“I got away with it”: the album Jeff Lynne considered a massive step forward
Concept albums are almost always tricky to master. Unless a band or musician has a fully realised artistic vision, especially with the direction they intend to take with the record, the idea of mastering a concept album almost always falls flat. Before Jeff Lynne earned widespread acclaim with Electric Light Orchestra’s 1977 masterpiece Out of the Blue, he experimented with more ambitious works.
Since his early days, Lynne has probably taken every creative approach you could likely think of as an artist. From creating in a more traditional manner to leaning into collaboration and prioritising intuition and spontaneity, Lynne has largely been guided by a mix of his own instincts and the ideas of those around him. He has worked with the best, selected as worthy by many in his path because of his versatility and ability to enhance any project with his unique touch.
Even before accruing such an impressive resume, Electric Light Orchestra were viewed as one of the most innovative and endearing pop groups of their time, earning comparisons to acts like The Beatles. Even John Lennon himself once described Lynne’s work as “Son of Beatles”, namely due to Lynne’s ability to recapture the energetic and progressive spirit embodied by the band members themselves.
Along with Lennon, Paul McCartney also commented on the similarities. The moment Lynne first met McCartney, one of the first things he said was,”‘Mr Blue Sky?’ I know where you got that riff from,” the former Beatle recalled. Lynne added: “He didn’t mince words. He thought I took it from the middle of ‘A Day in the Life’. But we became great pals.” However, Lynne didn’t just earn his name by masquerading as a new iteration of the Fab Four; he also had the kind of innate ability to enhance music that others merely aspired to.

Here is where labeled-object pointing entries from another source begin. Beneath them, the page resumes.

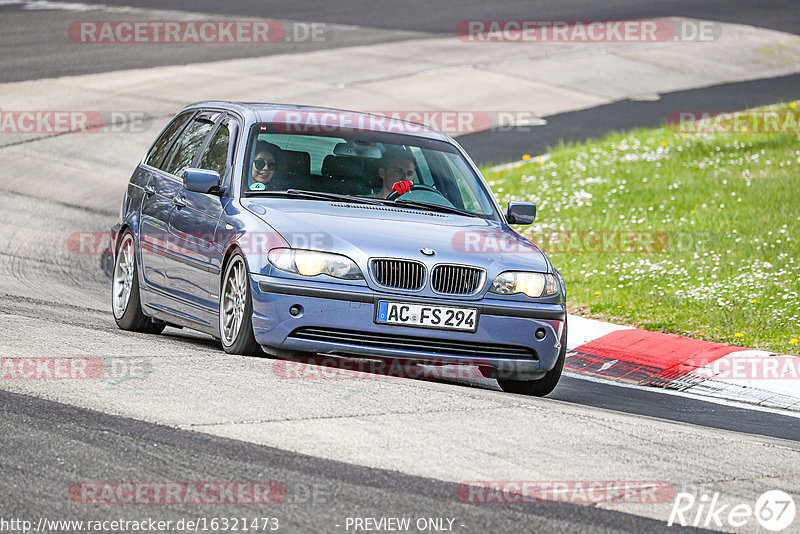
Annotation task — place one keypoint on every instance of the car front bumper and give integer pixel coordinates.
(340, 318)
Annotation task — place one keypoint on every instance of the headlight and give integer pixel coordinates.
(313, 263)
(535, 285)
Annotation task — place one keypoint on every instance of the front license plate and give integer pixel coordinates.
(427, 316)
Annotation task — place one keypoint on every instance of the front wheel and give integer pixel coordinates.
(544, 385)
(236, 310)
(125, 300)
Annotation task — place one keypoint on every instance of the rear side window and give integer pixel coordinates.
(162, 144)
(186, 148)
(215, 156)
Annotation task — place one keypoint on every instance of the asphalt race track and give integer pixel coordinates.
(377, 447)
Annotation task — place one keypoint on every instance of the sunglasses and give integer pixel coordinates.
(260, 164)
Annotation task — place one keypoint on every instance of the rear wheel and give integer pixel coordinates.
(236, 310)
(544, 385)
(125, 301)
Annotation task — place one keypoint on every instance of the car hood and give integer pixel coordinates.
(364, 231)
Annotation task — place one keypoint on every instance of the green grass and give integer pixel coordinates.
(718, 217)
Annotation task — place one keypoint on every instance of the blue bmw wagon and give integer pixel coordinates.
(292, 230)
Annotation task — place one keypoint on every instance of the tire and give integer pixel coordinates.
(236, 309)
(544, 385)
(126, 304)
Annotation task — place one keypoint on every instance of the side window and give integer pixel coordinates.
(215, 156)
(185, 149)
(162, 143)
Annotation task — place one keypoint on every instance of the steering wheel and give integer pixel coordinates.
(416, 187)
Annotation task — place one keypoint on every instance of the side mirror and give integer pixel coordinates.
(201, 181)
(521, 212)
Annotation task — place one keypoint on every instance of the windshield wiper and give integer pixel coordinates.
(435, 207)
(315, 195)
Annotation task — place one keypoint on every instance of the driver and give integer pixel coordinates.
(396, 173)
(265, 165)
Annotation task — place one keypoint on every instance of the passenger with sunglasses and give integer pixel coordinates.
(265, 164)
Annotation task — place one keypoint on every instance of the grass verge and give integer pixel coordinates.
(692, 234)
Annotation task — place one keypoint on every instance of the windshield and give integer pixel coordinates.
(366, 165)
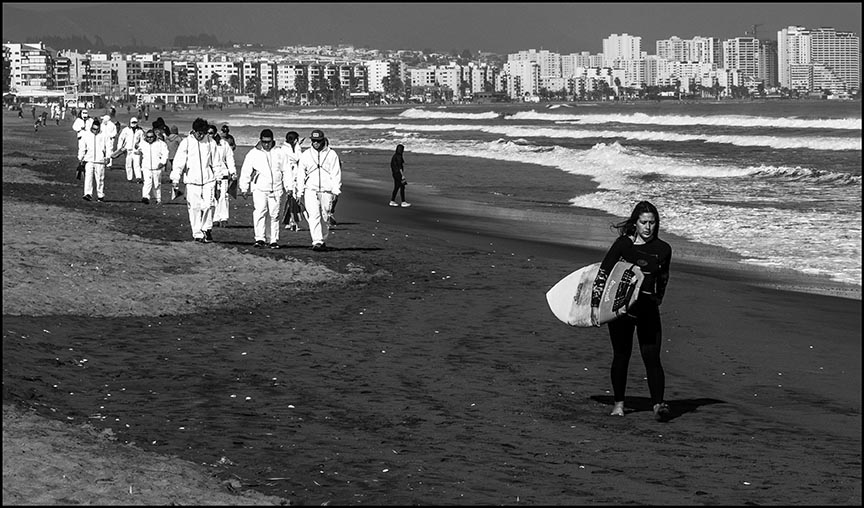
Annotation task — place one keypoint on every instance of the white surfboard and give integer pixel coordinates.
(570, 298)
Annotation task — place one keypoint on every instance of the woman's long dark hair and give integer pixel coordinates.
(628, 227)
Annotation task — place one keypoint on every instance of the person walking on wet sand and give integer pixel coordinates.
(319, 182)
(291, 156)
(638, 243)
(93, 151)
(194, 164)
(154, 156)
(397, 167)
(263, 174)
(226, 172)
(128, 142)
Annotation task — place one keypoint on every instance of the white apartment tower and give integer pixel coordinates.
(822, 58)
(839, 53)
(793, 49)
(549, 62)
(742, 53)
(696, 50)
(31, 66)
(523, 78)
(573, 61)
(624, 47)
(672, 49)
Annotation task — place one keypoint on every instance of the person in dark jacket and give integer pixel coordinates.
(638, 243)
(397, 167)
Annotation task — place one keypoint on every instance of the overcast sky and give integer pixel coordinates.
(497, 27)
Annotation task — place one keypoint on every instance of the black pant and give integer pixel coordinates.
(648, 328)
(292, 210)
(398, 186)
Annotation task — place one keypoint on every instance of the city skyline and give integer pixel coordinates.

While countless projects prove this, including his work on George Harrison’s Cloud Nine and the endless ways he sought to make The Traveling Wilburys the best possible group they could be, his immense ambition can be single-handedly condensed to the existence of one record: Eldorado. Appearing in 1974, before his major break, Eldorado was a concept album about a character who wanders into different dreamlike worlds to escape his disillusionment with reality. Interestingly, Lynne had already conceived of the idea before he started making any of the music.
With a fully realised idea ready to be transformed into a record, Lynne had already achieved what many concept writers strive for: knowing exactly what they want to write about and how they want to execute it. As he once recalled, while attempting such a meticulous project seemed “scary,” it was also “a lot of fun to do” because it almost exuded him naturally. All he had to do was add lyrics.
“‘Concept’ usually implies lots of boredom, but I think Eldorado is a bit above that,” he told Uncut. Adding: “I think it stands up as a good pop album. I just sat down and had this idea: the album would open with this bloke talking about a place, and then it would drift into a scenario of this daydreaming guy. That was all it was about. It came to me pretty much fully formed – a guy who keeps having dreams about different things.”
Writing the songs at his parents’ house, he described the process as “a big step” because it also involved a “30-piece string section, a choir, a ten-piece brass and woodwind section.” In his words, he wasn’t “experienced enough” to know exactly what to do, but his ambition, drive, and intuition enabled him to pull it off, likely mainly due to the fact that he had already come into the arena knowing exactly what he wanted.